Over the last few months, you may have noticed a change in the way reviews are submitted and rated on Facebook. In September, Facebook introduced its new review system called ‘recommendations’. Instead of rating a service between one and five stars, you are now asked to simply indicate whether or not you would recommend the business or service to other Facebook users.
Because one in three users turn to Facebook for business recommendations, it’s important to have an idea of how Facebook reviews work so you can use them to your practice’s advantage!
The greatest difference with this review process is the way in which businesses are rated. Previously, patients were asked to rate the business on a scale of one to five, with one being the worst quality experience and five being the best.
With this change, though, reviewers are simply asked, “Do you recommend this business?”.
If the user marks “yes”, they are then prompted to provide more detail through a written review, just as Facebook has done in the past. There are some new features worth noting in this step, though, such as the ability to add tags and photos to provide more detail.
If the user marks, “no” (they would not recommend your practice to others), Facebook will still prompt the user to provide additional public feedback. This is important to note, as it creates a level playing field for all ratings, rather than favouring only the positive reviews. In fact, Google outlawed the tactic of favouring good reviews (only redirecting the user to a review platform if it’s a happy customer) this year. This practice is called “review gating”, and is no longer accepted online.
Regardless of if a patient loved or hated your practice, each user is now given equal access to easy reviewing. Facebook even stated that the change in the review process is to encourage constructive, honest and accurate feedback.

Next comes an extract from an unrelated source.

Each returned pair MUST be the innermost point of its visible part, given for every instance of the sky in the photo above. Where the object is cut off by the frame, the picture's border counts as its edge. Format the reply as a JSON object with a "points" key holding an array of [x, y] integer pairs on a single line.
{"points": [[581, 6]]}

Despite not having the 1-5 scale, it’s important to note that practices are still awarded an average rating of their services. Facebook takes the average of the “yes (five)” and “no (one)” votes to come up with an overall score between one and five. Also, your old reviews should still available on your page and a part of your practice’s rating
Overall, your strategy for garnering reviews won’t change much. However, it’s important to note that there isn’t room for a grey area or a “so-so” experience, thus making the rating system more powerful. Now, patients either liked the practice or they didn’t. With this in mind, it’s important to ensure that every step of a patient’s clinic visit, from interacting to the front desk to the appointment itself, is a smooth and pleasant experience.